The truth is, most of what actually forms a bank’s culture is taken-for-granted assumptions, unwritten and often unspoken guidelines for shaping employee behaviors. Wow! In such a highly-commoditized industry like banking, why would you ever allow one of the rare things that do differentiate one bank from another to be left in such a conceptual framework of understanding?
Starbucks Culture Is Very Clearly Defined
How is it that we can go into a Starbucks in any state — be it in a hotel lobby, airport or retail shopping center — and have the identical customer experience? How did they do that? Certainly, wasn’t luck! The reality is that Starbucks culture was designed and built over time to align with the founder’s vision for the brand. The culture is exactly the type of culture needed to attract and retain Starbucks loyal customers. It’s also the culture needed to differentiate Starbucks from its competitors.

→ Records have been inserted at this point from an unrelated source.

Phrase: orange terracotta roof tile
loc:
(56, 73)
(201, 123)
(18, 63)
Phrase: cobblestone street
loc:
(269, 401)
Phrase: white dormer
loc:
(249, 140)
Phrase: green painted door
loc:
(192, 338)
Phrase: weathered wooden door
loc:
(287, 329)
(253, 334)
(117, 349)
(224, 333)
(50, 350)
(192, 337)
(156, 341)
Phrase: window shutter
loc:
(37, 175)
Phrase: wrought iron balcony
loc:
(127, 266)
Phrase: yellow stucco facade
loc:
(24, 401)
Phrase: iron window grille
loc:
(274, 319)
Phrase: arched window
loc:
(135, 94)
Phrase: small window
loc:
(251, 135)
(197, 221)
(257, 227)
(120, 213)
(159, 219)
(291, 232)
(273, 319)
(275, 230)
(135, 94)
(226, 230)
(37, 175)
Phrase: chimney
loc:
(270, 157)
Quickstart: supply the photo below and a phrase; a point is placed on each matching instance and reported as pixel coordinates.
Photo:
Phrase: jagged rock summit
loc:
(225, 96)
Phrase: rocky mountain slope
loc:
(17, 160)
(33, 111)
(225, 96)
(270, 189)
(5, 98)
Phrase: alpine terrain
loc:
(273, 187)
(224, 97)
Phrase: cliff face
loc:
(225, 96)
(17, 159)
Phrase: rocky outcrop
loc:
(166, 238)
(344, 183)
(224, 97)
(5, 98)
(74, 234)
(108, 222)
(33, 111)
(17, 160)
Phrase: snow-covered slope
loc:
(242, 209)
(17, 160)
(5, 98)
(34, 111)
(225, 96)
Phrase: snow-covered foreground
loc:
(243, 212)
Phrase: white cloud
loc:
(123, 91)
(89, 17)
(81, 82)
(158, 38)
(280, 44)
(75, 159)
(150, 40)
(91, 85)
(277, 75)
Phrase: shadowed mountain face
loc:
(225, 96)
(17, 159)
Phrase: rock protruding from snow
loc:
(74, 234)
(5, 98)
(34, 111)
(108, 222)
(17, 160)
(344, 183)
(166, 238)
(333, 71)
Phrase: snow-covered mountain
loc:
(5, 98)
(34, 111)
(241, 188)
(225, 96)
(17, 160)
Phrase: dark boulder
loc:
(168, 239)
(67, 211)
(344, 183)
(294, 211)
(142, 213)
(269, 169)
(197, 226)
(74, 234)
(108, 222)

Many executives don’t have the depth of understanding about what actually forms an organization’s culture. They also don’t realize there are four distinctly different types of cultures that exist in companies today:
The Clan Culture: This is a very family-like culture.
The Hierarchy Culture: This is a traditional corporate culture.
The Market Culture: This is a culture able to respond to changing market conditions.
The Adhocracy Culture: This is a culture that supports innovation.
Within each of these four types of cultures, there are a number of distinctly different behaviors. Every bank has employee behaviors that fall within each of these four different types of cultures.
Culture Trumps Strategy Every Time!
The fact is any competitor in your market can easily and quickly replicate your product mix and marketing strategies. So that’s not going to give you a competitive advantage. Clearly, service levels do differ among banks however the fact that three out of four bankers refer to themselves as “a relationship bank” only serves to further commoditize the industry.
One of the few things your competitors can’t readily replicate is your culture! That alone makes it something worth serious attention. The following are a couple examples of how we’ve helped banks define their current and ideal cultures. Once these have been defined, a bank has a clear roadmap of how the organization needs to evolve. On-boarding, performance management, and incentive compensation structures can all be evolved to help a bank preserve the part of their culture that has gotten them to their current level of success while making the changes needed to better ensure the bank’s success in the future. The same holds true for banks acquiring or merging.
Well-known brands like Disney, Southwest Airlines, Harley Davidson, Ritz Carlton and Starbucks know exactly how important their cultures are to their positioning in the market and their ability to attract and retain loyal customers.
Isn’t it time banks start taking steps to define and align their cultures too?